Ein besonders wichtiger Punkt ist die Preisstabilität. Erneuerbare Energien haben nach der Investition sehr geringe laufende Kosten. Sie sind nicht von volatilen internationalen Rohstoffmärkten abhängig. Das schafft langfristige Planungssicherheit für die gesamte Wirtschaft.

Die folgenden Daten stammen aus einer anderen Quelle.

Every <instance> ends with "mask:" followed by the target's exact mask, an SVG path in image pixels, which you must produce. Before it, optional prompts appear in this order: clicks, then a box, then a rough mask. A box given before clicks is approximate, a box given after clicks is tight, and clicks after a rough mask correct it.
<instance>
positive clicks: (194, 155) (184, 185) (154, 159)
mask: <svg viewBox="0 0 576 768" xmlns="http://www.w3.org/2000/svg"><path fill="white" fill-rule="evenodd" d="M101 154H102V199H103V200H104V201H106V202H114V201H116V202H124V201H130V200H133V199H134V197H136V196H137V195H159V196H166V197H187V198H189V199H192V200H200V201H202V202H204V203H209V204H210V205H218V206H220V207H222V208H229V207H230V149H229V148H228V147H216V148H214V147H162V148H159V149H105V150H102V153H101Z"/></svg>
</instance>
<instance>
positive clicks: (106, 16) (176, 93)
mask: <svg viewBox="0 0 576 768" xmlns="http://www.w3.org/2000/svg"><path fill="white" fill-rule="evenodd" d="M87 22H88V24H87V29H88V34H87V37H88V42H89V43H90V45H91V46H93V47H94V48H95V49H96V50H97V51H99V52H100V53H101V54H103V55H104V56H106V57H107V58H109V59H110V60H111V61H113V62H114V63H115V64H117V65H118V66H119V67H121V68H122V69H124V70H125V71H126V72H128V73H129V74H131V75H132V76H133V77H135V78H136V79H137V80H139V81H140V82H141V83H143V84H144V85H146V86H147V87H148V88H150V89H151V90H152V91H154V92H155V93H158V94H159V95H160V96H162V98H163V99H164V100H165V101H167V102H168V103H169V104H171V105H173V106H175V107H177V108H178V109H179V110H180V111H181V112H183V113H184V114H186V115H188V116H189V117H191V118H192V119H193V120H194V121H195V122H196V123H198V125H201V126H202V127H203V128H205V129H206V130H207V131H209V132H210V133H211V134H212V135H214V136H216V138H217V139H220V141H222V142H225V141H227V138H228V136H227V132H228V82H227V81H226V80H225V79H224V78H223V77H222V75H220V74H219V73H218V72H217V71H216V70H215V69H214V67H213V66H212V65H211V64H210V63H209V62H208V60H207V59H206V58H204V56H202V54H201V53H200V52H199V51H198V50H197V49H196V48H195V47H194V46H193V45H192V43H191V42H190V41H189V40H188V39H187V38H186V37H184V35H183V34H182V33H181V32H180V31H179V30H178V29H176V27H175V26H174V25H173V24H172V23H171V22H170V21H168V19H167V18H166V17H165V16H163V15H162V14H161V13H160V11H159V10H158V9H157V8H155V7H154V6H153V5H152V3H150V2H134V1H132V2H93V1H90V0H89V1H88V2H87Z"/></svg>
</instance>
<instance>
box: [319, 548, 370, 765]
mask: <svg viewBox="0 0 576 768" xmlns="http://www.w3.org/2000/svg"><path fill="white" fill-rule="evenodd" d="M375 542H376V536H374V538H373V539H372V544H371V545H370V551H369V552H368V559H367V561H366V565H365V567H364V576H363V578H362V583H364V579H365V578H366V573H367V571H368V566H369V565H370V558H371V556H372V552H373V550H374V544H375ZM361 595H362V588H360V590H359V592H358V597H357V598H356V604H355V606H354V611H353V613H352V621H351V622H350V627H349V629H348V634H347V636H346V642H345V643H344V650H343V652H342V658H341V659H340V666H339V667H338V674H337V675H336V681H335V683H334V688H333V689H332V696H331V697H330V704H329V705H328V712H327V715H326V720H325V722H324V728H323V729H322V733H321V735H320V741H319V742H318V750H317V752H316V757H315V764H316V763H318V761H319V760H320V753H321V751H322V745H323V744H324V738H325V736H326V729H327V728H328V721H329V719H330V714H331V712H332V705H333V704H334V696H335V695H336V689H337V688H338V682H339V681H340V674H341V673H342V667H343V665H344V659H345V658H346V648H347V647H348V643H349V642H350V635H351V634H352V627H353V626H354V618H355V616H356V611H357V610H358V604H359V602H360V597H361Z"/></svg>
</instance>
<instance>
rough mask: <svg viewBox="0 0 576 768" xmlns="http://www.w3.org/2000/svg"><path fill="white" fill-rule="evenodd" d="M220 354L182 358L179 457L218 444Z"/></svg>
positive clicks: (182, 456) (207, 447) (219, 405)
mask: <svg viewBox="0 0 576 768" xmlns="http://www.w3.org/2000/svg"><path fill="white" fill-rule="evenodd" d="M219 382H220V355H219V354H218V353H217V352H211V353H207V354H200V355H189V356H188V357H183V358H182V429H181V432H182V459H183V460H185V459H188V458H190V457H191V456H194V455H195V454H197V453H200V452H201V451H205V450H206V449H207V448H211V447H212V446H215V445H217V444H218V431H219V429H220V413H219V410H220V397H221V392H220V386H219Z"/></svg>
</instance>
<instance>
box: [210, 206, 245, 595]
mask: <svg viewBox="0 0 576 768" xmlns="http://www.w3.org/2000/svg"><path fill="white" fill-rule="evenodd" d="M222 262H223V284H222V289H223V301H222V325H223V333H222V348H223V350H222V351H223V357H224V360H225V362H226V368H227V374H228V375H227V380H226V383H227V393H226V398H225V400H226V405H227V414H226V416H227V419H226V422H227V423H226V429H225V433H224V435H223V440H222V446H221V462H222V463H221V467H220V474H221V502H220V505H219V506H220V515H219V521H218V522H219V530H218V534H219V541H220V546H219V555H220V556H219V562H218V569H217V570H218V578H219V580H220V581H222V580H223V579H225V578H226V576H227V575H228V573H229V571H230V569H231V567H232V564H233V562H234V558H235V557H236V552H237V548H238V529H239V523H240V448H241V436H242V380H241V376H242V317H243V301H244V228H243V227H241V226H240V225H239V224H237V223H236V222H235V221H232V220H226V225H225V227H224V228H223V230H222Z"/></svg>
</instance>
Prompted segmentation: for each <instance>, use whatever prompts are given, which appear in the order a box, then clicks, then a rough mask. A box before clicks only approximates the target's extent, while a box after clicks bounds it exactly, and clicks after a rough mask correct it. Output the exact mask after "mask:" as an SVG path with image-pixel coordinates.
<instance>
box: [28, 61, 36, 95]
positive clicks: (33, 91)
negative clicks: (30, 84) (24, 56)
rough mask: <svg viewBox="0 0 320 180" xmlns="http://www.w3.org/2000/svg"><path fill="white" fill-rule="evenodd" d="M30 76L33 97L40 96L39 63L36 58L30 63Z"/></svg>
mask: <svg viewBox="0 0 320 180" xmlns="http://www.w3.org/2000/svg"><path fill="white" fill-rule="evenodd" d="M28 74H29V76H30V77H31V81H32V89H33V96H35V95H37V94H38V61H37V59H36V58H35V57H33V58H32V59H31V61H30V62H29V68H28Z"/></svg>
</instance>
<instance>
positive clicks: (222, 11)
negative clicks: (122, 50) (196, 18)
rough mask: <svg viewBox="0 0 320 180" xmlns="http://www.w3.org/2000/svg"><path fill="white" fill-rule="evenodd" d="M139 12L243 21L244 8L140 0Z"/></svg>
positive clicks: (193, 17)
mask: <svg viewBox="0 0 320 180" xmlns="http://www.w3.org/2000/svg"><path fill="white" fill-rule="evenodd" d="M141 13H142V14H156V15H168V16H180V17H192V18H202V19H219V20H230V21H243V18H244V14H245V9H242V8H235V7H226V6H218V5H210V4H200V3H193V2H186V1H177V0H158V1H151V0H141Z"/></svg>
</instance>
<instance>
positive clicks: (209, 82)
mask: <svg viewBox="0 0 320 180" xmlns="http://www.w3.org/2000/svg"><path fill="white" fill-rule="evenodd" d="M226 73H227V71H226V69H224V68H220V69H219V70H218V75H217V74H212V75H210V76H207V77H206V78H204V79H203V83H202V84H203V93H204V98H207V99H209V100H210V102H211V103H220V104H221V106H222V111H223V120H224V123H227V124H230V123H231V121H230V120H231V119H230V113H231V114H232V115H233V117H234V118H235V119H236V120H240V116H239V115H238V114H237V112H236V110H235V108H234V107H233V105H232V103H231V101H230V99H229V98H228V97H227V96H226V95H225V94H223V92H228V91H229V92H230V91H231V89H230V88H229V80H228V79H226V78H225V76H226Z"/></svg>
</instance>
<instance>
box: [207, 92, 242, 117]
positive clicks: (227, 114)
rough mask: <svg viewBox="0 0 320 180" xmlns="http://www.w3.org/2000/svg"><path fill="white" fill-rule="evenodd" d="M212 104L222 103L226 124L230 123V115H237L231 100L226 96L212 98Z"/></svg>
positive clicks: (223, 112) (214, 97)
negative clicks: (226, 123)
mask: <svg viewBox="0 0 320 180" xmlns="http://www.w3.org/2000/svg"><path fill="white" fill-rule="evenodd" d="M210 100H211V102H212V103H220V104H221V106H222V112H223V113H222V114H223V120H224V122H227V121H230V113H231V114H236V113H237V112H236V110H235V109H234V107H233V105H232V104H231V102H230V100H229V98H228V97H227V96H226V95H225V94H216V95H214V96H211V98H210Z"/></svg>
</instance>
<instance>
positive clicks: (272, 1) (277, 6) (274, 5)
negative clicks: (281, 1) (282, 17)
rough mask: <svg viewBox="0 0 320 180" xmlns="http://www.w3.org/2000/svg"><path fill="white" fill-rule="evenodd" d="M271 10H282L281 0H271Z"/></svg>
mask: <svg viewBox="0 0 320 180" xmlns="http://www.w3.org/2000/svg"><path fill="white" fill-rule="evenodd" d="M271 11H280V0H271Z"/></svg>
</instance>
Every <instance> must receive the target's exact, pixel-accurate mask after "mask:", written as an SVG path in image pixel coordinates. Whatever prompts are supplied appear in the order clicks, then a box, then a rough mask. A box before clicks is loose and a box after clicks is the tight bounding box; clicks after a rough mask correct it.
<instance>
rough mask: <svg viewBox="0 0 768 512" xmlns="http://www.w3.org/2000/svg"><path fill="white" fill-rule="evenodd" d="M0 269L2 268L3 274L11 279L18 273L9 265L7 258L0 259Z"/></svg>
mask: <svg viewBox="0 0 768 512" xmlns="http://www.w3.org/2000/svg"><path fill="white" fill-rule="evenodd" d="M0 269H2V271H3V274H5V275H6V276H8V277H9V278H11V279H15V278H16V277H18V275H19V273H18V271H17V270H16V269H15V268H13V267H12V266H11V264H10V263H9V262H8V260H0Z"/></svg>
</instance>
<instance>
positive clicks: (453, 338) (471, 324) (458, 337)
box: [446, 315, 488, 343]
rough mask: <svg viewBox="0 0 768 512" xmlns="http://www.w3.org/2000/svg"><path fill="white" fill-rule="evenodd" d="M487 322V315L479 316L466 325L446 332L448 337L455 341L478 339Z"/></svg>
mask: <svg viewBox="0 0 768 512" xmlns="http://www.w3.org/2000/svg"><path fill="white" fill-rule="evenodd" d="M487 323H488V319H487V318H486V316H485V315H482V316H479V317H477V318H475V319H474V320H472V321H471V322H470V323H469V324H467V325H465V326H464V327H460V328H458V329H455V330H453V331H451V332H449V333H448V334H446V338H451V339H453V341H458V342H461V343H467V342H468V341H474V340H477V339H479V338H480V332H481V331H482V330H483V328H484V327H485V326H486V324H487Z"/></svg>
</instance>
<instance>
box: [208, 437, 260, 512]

Im Gegensatz dazu sind fossile Energieträger wie Gas vollständig importabhängig. Ein grosser Teil der Wertschöpfung fliesst ins Ausland ab. Diese Abhängigkeit erhöht die Anfälligkeit gegenüber geopolitischen Entwicklungen und Preisschwankungen.

Erneuerbare Energien sind damit nicht nur ein Instrument der Energiepolitik, sondern ein strategisches Element der Wirtschaftspolitik. Sie verbinden Versorgungssicherheit mit inländischer Wertschöpfung und technologischer Entwicklung.

Einordnung von Gas und Kernenergie

Die Axpo Energy Reports zu Gasenergie und Kernenergie zeigen, dass beide Technologien Beiträge zur Stromversorgung leisten können. Gleichzeitig machen sie deutlich, dass ihre Rolle begrenzt und mit erheblichen Herausforderungen verbunden ist.

Gasenergie bietet Flexibilität und kann kurzfristig eingesetzt werden. Gleichzeitig ist die Schweiz vollständig auf importierte Brennstoffe angewiesen. Die Wertschöpfung im Inland ist vergleichsweise gering, und die Abhängigkeit von internationalen Märkten bleibt hoch.

Kernenergie kann grosse Mengen Strom bereitstellen, insbesondere im Winter. Der Neubau von Anlagen ist jedoch mit langen Planungszeiträumen, hohen Investitionskosten und komplexen politischen Rahmenbedingungen verbunden. Eine kurzfristige Lösung für die aktuellen Herausforderungen stellt sie nicht dar.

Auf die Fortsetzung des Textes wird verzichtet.